Nisam pernah menjadi ”rumah aman” bagi GAM. Beberapa pertemuan politik, konsolidasi kekuatan, hingga pesta pernikahan petinggi GAM pernah digelar di sana. Di kawasan itu, GAM membangun penjara dan menempatkan tawanan perang. TNI menandai Nisam dengan tanda merah. Beberapa kali, pada masa darurat militer, daerah itu dibombardir melalui pesawat terbang dan helikopter. Ribuan warga mengungsi. Namun, Nisam sulit ditaklukkan.

”Daripada mati orang besar, biarlah kami yang mati,” kata Anwar (28), mantan anggota pasukan GAM dari Nisam. Anwar menjadi tentara GAM ketika berumur 16 tahun dan separuh hidupnya nyaris habis untuk berperang. Nama pasukannya Singa Meranti. Beranggotakan delapan orang, dengan lima senjata dan radio komunikasi.
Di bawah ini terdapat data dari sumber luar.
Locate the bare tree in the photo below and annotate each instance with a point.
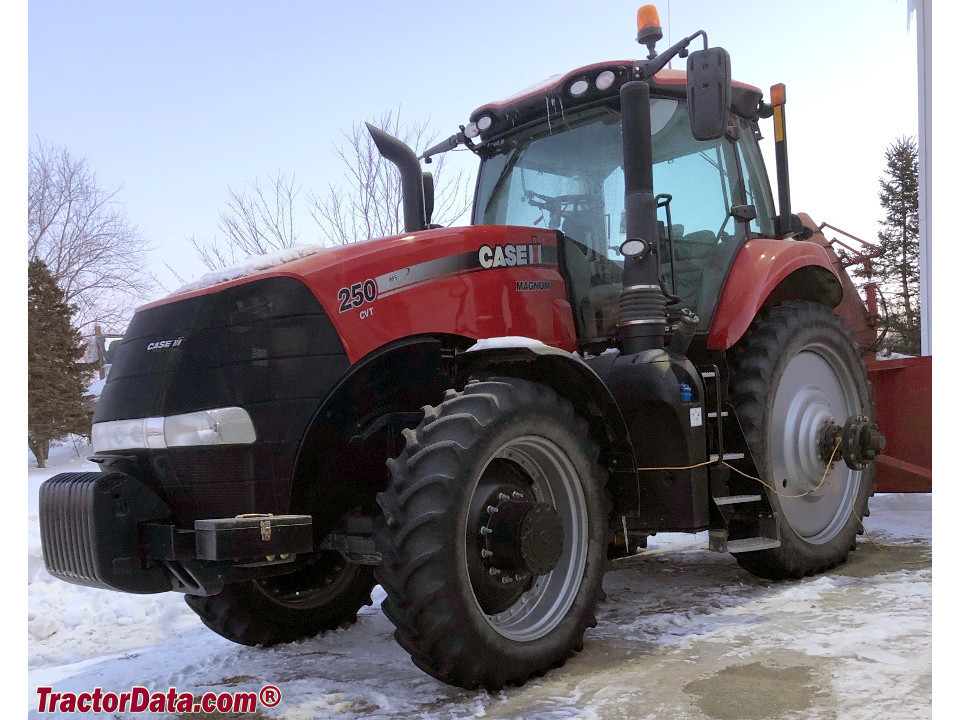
(82, 234)
(257, 220)
(370, 204)
(261, 217)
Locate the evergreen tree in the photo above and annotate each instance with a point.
(898, 270)
(56, 379)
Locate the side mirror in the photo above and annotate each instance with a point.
(428, 194)
(708, 92)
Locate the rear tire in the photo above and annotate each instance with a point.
(796, 368)
(291, 607)
(515, 445)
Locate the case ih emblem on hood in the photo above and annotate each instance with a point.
(164, 344)
(510, 255)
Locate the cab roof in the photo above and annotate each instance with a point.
(552, 96)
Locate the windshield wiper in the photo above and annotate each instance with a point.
(449, 144)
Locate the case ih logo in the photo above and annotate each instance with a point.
(164, 344)
(510, 255)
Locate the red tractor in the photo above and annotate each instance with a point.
(628, 339)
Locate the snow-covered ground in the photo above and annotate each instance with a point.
(684, 633)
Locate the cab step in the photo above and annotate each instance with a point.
(751, 544)
(735, 499)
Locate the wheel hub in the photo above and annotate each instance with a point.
(526, 537)
(815, 392)
(858, 441)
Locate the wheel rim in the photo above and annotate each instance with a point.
(315, 585)
(816, 388)
(541, 471)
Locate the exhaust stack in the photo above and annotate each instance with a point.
(411, 178)
(643, 306)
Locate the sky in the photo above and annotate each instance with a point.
(176, 102)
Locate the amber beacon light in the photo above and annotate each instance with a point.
(648, 27)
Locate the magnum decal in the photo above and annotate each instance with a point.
(510, 255)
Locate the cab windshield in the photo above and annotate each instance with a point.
(568, 175)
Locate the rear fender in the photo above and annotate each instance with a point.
(573, 379)
(768, 271)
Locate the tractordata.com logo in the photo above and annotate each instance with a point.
(139, 699)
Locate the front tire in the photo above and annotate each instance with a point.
(492, 535)
(796, 370)
(324, 595)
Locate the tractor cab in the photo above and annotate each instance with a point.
(553, 158)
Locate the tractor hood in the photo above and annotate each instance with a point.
(378, 290)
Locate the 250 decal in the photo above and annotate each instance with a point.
(357, 294)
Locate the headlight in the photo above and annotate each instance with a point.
(605, 79)
(222, 426)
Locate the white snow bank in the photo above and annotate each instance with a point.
(96, 388)
(253, 264)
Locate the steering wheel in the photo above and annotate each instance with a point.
(561, 206)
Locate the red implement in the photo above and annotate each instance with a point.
(903, 392)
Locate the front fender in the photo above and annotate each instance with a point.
(572, 378)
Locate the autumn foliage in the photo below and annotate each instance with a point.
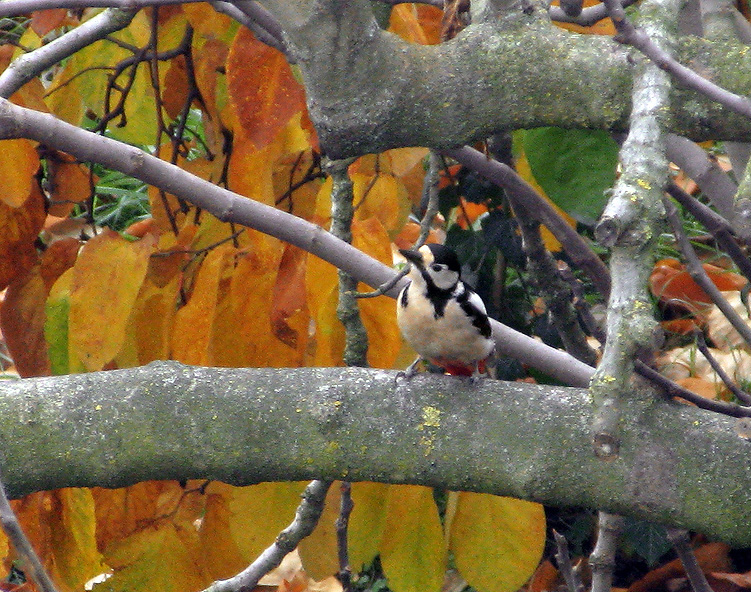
(182, 285)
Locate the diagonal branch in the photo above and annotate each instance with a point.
(639, 39)
(32, 64)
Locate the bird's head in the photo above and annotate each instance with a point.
(435, 265)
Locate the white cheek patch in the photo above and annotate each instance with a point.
(427, 255)
(477, 302)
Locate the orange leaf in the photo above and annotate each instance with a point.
(175, 87)
(416, 23)
(194, 321)
(289, 294)
(601, 27)
(670, 281)
(19, 228)
(69, 183)
(44, 21)
(106, 280)
(18, 166)
(22, 320)
(262, 89)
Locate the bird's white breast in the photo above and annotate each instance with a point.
(450, 337)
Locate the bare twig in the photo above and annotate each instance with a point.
(602, 559)
(504, 176)
(701, 345)
(557, 293)
(430, 197)
(636, 37)
(716, 225)
(572, 579)
(306, 518)
(342, 524)
(713, 181)
(682, 545)
(32, 64)
(16, 121)
(588, 16)
(22, 545)
(699, 275)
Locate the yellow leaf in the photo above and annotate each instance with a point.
(222, 556)
(153, 319)
(243, 333)
(106, 280)
(378, 314)
(385, 198)
(367, 522)
(322, 290)
(260, 512)
(123, 511)
(18, 166)
(22, 320)
(60, 525)
(194, 321)
(159, 557)
(318, 552)
(413, 552)
(497, 542)
(73, 526)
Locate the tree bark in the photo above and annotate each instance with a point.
(369, 90)
(678, 465)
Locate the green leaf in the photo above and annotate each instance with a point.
(574, 168)
(413, 550)
(497, 541)
(56, 325)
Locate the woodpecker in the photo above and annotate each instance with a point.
(441, 317)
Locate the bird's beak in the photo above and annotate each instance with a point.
(412, 256)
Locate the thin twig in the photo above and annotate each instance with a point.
(716, 225)
(30, 65)
(306, 518)
(430, 198)
(342, 524)
(682, 545)
(602, 559)
(699, 275)
(572, 579)
(636, 37)
(23, 547)
(674, 390)
(575, 246)
(740, 394)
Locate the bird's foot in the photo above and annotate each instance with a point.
(409, 371)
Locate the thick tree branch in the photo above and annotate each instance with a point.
(630, 225)
(369, 90)
(17, 121)
(243, 426)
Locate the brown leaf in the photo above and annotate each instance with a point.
(711, 557)
(22, 320)
(19, 228)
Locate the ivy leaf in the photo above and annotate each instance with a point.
(574, 168)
”Kami disumpah untuk berperang sampai Aceh merdeka. Walaupun setelah damai kami ditinggalkan,” katanya.

Dengan berbisik, beberapa orang di kedai kopi mengatakan, rumah tembok yang baru dibangun di Nisam dimiliki mantan petinggi GAM. Juga mobil-mobil baru, seperti Toyota Fortuner, yang siang itu melintas cepat di jalan berlumpur. ”Itu mobil mantan panglima sagoe (wilayah) GAM,” kata seorang warga.
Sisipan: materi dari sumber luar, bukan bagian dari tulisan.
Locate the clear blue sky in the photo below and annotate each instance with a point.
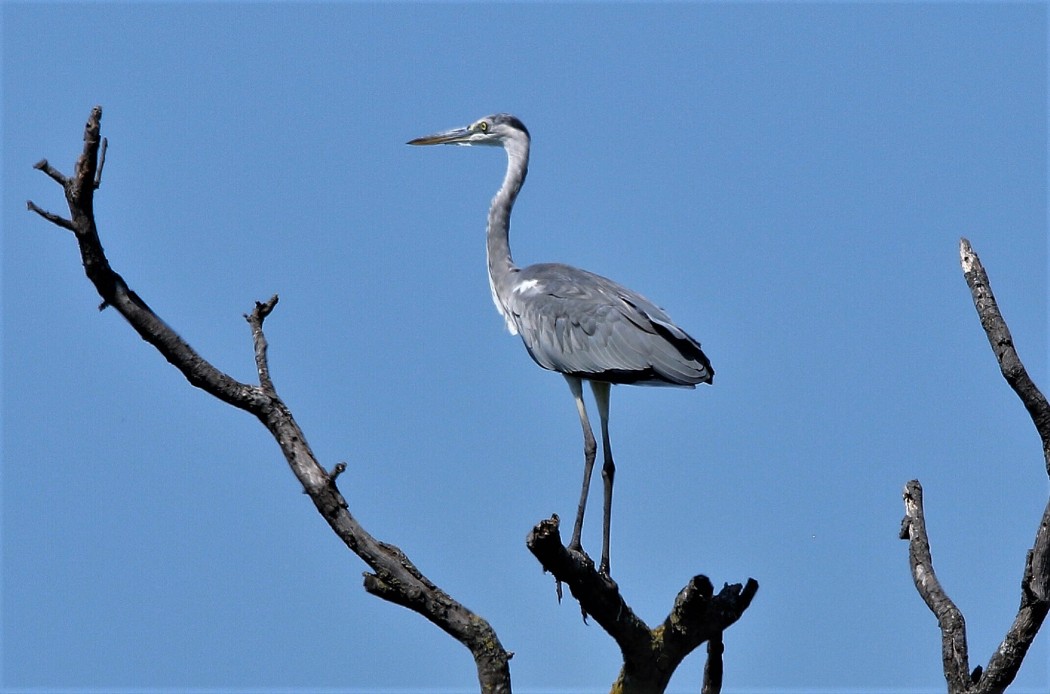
(789, 181)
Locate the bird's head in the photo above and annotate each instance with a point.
(495, 130)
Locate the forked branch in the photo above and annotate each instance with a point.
(395, 577)
(1003, 666)
(650, 655)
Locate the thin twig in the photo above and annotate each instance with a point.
(50, 216)
(255, 319)
(56, 175)
(102, 163)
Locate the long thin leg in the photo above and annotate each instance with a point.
(590, 447)
(608, 469)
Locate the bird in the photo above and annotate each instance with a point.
(575, 322)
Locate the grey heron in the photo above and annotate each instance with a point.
(572, 321)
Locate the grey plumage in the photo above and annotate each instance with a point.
(575, 322)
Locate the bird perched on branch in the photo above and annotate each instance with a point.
(581, 324)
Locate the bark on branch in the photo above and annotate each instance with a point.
(1006, 660)
(650, 655)
(394, 577)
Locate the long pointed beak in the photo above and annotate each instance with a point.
(455, 137)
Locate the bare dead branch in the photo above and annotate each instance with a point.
(1002, 344)
(1005, 663)
(713, 668)
(263, 309)
(56, 175)
(102, 162)
(395, 579)
(954, 655)
(650, 655)
(50, 216)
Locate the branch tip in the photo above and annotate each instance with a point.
(50, 216)
(102, 162)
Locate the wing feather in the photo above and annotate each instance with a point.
(576, 322)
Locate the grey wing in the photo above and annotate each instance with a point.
(580, 323)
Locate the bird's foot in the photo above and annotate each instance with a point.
(575, 546)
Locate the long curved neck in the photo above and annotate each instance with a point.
(501, 266)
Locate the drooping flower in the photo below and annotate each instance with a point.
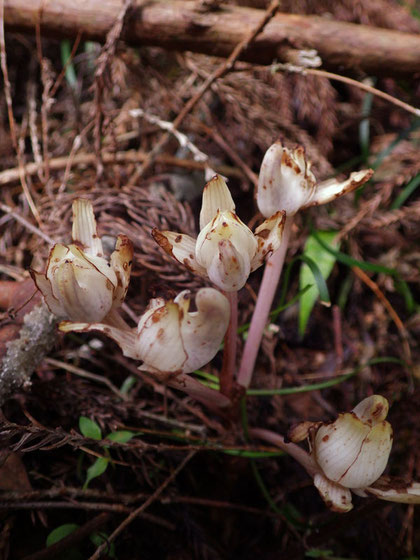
(80, 284)
(226, 251)
(352, 452)
(286, 182)
(169, 338)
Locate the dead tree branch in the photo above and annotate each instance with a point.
(194, 26)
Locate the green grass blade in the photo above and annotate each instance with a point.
(406, 192)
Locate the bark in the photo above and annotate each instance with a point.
(189, 25)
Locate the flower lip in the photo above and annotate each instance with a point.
(286, 182)
(226, 251)
(169, 338)
(354, 449)
(80, 284)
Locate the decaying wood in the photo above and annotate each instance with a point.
(193, 25)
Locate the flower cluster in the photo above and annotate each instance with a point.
(226, 251)
(86, 290)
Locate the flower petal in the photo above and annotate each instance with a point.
(159, 341)
(229, 269)
(44, 286)
(269, 235)
(335, 496)
(85, 293)
(216, 196)
(181, 247)
(352, 453)
(285, 181)
(202, 331)
(84, 227)
(225, 248)
(125, 338)
(332, 189)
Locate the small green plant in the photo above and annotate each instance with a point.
(90, 429)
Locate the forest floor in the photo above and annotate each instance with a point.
(195, 486)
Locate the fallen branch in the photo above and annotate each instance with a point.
(190, 25)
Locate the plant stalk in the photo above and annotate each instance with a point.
(265, 298)
(227, 373)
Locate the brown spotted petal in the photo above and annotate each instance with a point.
(353, 451)
(269, 235)
(286, 181)
(225, 249)
(335, 496)
(76, 286)
(328, 191)
(79, 284)
(181, 247)
(172, 339)
(216, 197)
(121, 262)
(394, 490)
(84, 228)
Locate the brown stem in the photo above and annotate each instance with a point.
(189, 25)
(229, 352)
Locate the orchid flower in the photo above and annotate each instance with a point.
(169, 338)
(226, 251)
(286, 182)
(351, 453)
(79, 283)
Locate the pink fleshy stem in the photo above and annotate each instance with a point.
(227, 373)
(265, 298)
(299, 454)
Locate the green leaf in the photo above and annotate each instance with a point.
(99, 538)
(122, 436)
(95, 470)
(318, 264)
(89, 428)
(349, 261)
(406, 192)
(60, 532)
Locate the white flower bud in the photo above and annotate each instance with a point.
(286, 182)
(79, 283)
(353, 451)
(226, 250)
(169, 338)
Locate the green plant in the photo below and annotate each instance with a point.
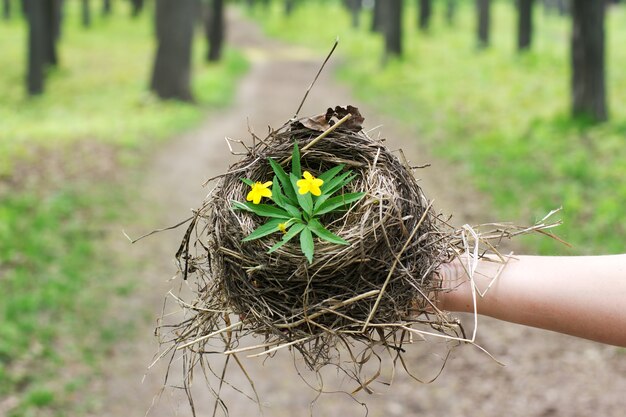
(300, 202)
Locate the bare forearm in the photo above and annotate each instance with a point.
(581, 296)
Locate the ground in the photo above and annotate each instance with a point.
(542, 373)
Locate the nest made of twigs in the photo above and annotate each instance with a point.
(374, 292)
(363, 291)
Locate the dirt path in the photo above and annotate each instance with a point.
(545, 374)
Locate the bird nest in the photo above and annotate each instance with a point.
(374, 292)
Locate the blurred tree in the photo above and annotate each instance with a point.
(6, 9)
(86, 13)
(424, 13)
(588, 78)
(214, 28)
(524, 24)
(355, 7)
(376, 16)
(171, 75)
(35, 74)
(289, 4)
(391, 21)
(106, 7)
(483, 14)
(450, 11)
(560, 6)
(137, 7)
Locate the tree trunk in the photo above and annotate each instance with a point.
(35, 75)
(450, 11)
(6, 9)
(588, 79)
(377, 16)
(215, 30)
(355, 11)
(171, 75)
(106, 7)
(86, 13)
(425, 11)
(525, 24)
(137, 7)
(289, 4)
(483, 14)
(391, 20)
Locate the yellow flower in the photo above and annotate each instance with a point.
(259, 190)
(310, 184)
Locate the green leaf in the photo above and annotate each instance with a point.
(337, 182)
(265, 210)
(330, 174)
(336, 185)
(282, 201)
(247, 181)
(337, 202)
(284, 181)
(291, 233)
(317, 228)
(306, 244)
(295, 162)
(305, 200)
(264, 230)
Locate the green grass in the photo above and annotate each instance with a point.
(100, 90)
(501, 116)
(57, 281)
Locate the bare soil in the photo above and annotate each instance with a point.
(544, 374)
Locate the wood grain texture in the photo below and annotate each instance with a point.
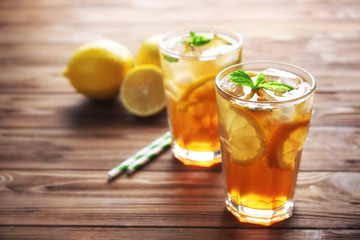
(323, 200)
(56, 146)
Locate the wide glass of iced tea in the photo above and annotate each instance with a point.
(264, 115)
(191, 58)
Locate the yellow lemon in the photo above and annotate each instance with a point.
(142, 92)
(149, 51)
(97, 68)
Anwar dan warga Nisam tetap setia, setidaknya hingga pemilihan umum kepala daerah pada 2007. Dukungan masyarakat Nisam yang pejal berhasil menyukseskan putra daerah itu, yaitu mantan petinggi GAM Tengku Ilyas A Hamid atau dikenal Ilyas Pase, menjadi Bupati Aceh Utara.

Harapan dan kenyataan

Sebagai kampung halaman bupati dan memiliki riwayat panjang dalam mendukung GAM, masyarakat Nisam berharap kemajuan datang cepat. ”Setelah puluhan tahun, memang ada sedikit kemajuan. Ada jalan aspal walaupun hanya 4 kilometer,” kata Abdullah AR, mantan Kepala Mukim Nisam Antara. ”Padahal, di papan proyek ditulis panjang aspal 14 kilometer,” ujarnya.
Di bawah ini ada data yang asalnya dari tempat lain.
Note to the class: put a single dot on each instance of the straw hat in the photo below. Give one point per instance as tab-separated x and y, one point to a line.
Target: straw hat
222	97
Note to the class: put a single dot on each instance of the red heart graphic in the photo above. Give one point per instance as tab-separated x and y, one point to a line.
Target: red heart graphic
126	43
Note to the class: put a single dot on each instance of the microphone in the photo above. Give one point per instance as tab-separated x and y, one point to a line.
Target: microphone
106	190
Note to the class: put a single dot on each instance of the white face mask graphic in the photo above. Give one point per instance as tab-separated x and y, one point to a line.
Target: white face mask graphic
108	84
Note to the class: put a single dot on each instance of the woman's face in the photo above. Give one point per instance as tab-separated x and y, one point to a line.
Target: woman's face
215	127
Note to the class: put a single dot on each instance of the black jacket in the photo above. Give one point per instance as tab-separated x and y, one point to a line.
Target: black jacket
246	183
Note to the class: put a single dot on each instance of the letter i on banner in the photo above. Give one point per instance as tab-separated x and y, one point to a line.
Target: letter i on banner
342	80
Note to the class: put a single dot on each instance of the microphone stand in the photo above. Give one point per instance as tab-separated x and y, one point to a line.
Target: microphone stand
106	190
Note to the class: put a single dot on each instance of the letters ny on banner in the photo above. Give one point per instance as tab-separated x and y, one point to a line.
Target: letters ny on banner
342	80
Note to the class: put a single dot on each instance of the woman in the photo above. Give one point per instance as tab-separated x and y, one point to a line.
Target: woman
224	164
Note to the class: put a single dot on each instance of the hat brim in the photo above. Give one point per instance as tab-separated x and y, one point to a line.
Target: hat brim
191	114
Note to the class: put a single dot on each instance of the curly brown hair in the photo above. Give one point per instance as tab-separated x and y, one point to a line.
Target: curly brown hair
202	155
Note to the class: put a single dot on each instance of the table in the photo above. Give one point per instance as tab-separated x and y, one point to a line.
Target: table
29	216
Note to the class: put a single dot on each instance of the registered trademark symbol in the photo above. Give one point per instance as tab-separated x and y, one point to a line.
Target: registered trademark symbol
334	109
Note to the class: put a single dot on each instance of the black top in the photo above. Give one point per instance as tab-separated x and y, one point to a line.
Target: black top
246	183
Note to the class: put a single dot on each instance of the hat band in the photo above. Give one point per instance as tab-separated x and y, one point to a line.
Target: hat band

Beberapa warga mengatakan, kontraktor proyek itu banyak diperas. ”Itulah sebabnya proyek-proyek jalan berhenti di Nisam. Selain juga memang ada kontraktor nakal,” kata Abdullah. Apa pun alasannya, rakyat Nisam yang menjadi korban.

Keuchik Seumirah, Mawardi, mengatakan, kehidupan ekonomi warga masih mandek. Harga pinang, yang menjadi komoditas andalan warga, masih tetap rendah. Mahalnya biaya angkutan akibat buruknya jalan menyebabkan pedagang mematok harga rendah. ”Ibaratnya, bawa pinang satu karung ke pasar, pulang bawa beras dua bambu,” katanya.

Kompensasi korban perang juga hanya mengalir ke sedikit orang. ”Saya belum mendapat kompensasi apa pun. Padahal, pernah ditahan tiga bulan. Gubuk saya dibakar,” kata Abdullah.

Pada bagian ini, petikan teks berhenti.